Market Psychology: Déjà Vu of Premature Optimism

One of the most striking elements of CryptoQuant’s report is not technical—it is psychological.

In 2022, widespread narratives emerged:

  • “The bear market is over”
  • “The four-year cycle is broken”
  • “A supercycle has begun”

Sound familiar?

CryptoQuant argues that current market sentiment mirrors this same premature optimism, despite fundamental and technical indicators still pointing to a bear market regime.

This mismatch between narrative and data is often observed near the midpoint of bear markets rather than at their end.

Why This Matters for Investors Seeking New Crypto Opportunities

For readers interested in discovering new crypto assets, yield strategies, or practical blockchain applications, this analysis carries important implications:

  1. Capital preservation matters more than aggressive allocation during structurally bearish phases
  2. Short-term rallies can create tactical opportunities, but they should not be mistaken for long-term trend reversals
  3. On-chain data provides early warnings that price alone cannot

This environment favors disciplined risk management, selective exposure, and strategies that generate yield independent of directional price appreciation.

Macro Context: Why Structural Confirmation Matters More Than Speed

Even if Bitcoin ultimately resumes a long-term bull market, history suggests that true trend reversals are slow, uneven, and confirmed structurally—not emotionally.

A decisive reclaim of the 365D MA, accompanied by declining exchange inflows and improving on-chain fundamentals, would significantly change the risk profile.

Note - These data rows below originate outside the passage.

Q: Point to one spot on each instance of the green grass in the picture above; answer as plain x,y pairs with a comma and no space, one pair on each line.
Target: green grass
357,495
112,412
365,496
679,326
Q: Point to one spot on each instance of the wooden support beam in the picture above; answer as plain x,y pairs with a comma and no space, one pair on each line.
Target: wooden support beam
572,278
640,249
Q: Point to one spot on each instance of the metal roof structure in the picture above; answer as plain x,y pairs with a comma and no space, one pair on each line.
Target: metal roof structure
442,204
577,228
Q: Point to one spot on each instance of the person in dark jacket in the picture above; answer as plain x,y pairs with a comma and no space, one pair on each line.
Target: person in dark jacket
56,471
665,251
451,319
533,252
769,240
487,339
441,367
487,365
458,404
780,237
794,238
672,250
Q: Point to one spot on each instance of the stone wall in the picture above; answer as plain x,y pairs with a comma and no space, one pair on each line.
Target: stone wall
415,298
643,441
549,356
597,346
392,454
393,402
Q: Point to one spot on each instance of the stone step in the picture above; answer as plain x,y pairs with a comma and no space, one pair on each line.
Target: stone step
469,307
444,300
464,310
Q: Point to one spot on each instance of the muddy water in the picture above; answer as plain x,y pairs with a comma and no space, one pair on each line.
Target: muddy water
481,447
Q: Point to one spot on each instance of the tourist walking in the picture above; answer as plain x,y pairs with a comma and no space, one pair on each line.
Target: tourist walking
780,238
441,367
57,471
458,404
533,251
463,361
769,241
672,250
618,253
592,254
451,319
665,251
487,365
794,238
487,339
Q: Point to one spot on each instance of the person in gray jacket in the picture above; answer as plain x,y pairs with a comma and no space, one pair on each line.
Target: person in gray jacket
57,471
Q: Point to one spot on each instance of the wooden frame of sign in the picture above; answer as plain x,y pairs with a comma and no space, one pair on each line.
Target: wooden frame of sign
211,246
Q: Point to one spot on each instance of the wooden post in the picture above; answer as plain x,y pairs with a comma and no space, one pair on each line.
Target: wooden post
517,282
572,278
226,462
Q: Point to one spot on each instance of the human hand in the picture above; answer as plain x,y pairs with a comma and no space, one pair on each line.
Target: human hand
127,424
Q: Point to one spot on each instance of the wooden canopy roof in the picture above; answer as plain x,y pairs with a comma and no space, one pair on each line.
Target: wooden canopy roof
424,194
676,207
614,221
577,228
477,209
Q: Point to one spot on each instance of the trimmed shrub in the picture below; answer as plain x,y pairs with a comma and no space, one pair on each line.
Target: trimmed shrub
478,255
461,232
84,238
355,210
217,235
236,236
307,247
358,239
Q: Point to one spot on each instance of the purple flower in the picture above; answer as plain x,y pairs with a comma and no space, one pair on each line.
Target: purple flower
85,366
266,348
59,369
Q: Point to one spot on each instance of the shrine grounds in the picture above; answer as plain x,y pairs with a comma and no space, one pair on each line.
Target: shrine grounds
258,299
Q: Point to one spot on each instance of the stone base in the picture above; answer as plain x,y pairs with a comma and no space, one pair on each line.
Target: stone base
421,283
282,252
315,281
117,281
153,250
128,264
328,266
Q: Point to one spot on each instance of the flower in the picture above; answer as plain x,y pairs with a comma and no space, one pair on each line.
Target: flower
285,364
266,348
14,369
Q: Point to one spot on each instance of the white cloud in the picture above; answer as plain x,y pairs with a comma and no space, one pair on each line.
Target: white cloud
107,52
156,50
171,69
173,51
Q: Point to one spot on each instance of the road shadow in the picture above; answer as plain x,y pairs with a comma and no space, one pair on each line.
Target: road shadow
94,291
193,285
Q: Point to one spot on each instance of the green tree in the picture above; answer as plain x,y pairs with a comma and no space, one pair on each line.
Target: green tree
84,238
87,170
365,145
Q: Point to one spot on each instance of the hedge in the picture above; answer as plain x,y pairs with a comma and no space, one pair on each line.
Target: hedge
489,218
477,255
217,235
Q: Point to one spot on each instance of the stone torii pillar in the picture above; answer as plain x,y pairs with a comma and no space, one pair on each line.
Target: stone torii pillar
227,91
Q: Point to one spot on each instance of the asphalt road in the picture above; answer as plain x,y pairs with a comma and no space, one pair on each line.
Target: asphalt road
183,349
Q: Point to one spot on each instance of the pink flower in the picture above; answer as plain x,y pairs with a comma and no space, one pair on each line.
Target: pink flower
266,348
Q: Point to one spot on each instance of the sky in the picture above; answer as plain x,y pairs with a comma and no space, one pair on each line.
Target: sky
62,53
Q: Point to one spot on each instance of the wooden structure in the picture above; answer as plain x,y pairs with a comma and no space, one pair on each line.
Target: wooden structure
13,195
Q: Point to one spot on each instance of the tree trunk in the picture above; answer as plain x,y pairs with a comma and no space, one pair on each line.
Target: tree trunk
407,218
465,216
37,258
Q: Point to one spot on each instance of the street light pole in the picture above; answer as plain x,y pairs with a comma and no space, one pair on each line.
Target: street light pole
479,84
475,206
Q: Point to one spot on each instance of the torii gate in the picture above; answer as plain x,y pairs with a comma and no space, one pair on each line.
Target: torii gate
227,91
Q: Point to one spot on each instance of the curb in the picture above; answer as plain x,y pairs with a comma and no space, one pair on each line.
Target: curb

Until then, caution remains justified.

Conclusion: $101,000 Is Not Just a Number—It’s a Line Between Hope and Confirmation

Bitcoin’s current rally is undeniably strong. Yet strength alone does not define a bull market.

The convergence of technical resistance at the $101,000 level, rising exchange inflows, and historical parallels to 2022 paints a picture that demands restraint rather than euphoria.

For investors and builders alike, this phase is best viewed not as a green light—but as a testing ground. Those who respect structure, data, and historical precedent are far more likely to survive—and thrive—when the next confirmed cycle truly begins.